Vanno adottati modelli organizzativi autonomi
Fermo restando che, secondo la più recente giurisprudenza di legittimità, non è possibile desumere la responsabilità delle società controllate dalla mera esistenza del rapporto di controllo o di collegamento all’interno di un gruppo di società, è comunque opportuno stabilire in presenza di quali condizioni del reato commesso da un’impresa appartenente a un gruppo possano essere chiamate a risponderne le altre società e, in particolare, la capogruppo e capire quali accorgimenti organizzativi possano essere adottati per non incorrere in tale responsabilità.
Oltre alla responsabilità civilistica che può discendere dall’appartenenza a un gruppo societario, le imprese possono rispondere anche per i reati societari e fallimentari, che talvolta contengono espressi riferimenti al “gruppo”, come quello ad esempio di bancarotta fraudolenta (articolo 216 Lf) o di false comunicazioni sociali, consistente nell’esporre fatti materiali rilevanti non rispondenti al vero (articolo 2621 Cc) ovvero nell’omettere fatti materiali rilevanti sulla situazione economica, patrimoniale o finanziaria della società o del gruppo al quale la stessa appartiene (articolo 2622 Cc).
Così come pure le società appartenenti al gruppo potrebbero trovarsi a rispondere del reato di “infedeltà patrimoniale”, che punisce gli amministratori, i direttori generali e i liquidatori che, avendo un interesse in conflitto con quello della società, al fine di procurare a sé o ad altri un ingiusto profitto o altro vantaggio, compiono o concorrono a deliberare atti di disposizione dei beni sociali, cagionando intenzionalmente alla società un danno patrimoniale (articolo 2634 Cc).

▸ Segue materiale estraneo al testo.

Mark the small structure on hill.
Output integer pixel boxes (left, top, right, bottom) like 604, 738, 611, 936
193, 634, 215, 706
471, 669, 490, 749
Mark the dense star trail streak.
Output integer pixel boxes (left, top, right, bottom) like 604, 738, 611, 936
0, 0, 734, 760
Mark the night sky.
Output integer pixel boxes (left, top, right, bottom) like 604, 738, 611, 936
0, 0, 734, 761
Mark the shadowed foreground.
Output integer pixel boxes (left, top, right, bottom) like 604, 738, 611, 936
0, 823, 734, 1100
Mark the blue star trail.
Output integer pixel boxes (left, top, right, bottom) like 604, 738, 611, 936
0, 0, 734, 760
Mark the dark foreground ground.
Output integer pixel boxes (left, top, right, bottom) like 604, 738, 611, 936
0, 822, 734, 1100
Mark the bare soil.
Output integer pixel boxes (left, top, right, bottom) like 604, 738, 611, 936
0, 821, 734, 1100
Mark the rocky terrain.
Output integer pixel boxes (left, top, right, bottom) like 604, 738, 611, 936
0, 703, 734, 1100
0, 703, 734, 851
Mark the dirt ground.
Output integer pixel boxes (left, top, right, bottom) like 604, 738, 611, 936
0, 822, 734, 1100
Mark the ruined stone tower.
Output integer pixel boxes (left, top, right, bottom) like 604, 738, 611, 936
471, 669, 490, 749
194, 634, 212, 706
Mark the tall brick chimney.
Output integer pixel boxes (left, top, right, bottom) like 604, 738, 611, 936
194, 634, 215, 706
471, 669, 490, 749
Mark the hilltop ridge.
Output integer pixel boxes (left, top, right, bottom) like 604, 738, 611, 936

Proprio in merito al reato di infedeltà patrimoniale, si fa rilevare che la più recente giurisprudenza di legittimità ha precisato che non è sufficiente guardare ai vantaggi compensativi in una dimensione di tipo meramente aritmetico, essendo, invece, necessario evidenziare il collegamento auna “logica di gruppo”. Pertanto, in presenza del riacquisto da parte di una società del gruppo del proprio marchio precedentemente ceduto ad altra società collegata a un prezzo del tutto incongruo – non è possibile invocare la “neutralizzazione” dei vantaggi compensativi semplicemente rilevando il dato storico dell’esistenza di erogazioni, anche di importo superiore, in senso contrario. Tanto più quando tali erogazioni si sostanziano in finanziamenti che, per quanto postergati, non fanno che accrescere l’esposizione debitoria della società finanziata (Corte Cassazione, sentenze 22215 e 22216 del 2017).
In ogni caso, una valida scelta per cercare di azzerare il rischio di configurazione della responsabilità in capo alle società appartenenti al gruppo e, in particolare, alla holding sembra essere l’adozione da parte di ciascuna società di un proprio autonomo modello organizzativo, realmente calibrato sulla realtà organizzativa della singola impresa. Infatti, solo quest’ultima può realizzare la puntuale ed efficace ricognizione e gestione dei rischi di reato, necessaria affinché al modello sia riconosciuta l’efficacia esimente di cui all’articolo 6 del decreto 231. Inoltre, soltanto l’adozione del modello da parte di ciascuna società del gruppo conferma l’autonomia della singola unità operativa del gruppo e, perciò, ridimensiona il rischio di una risalita della responsabilità in capo alla controllante.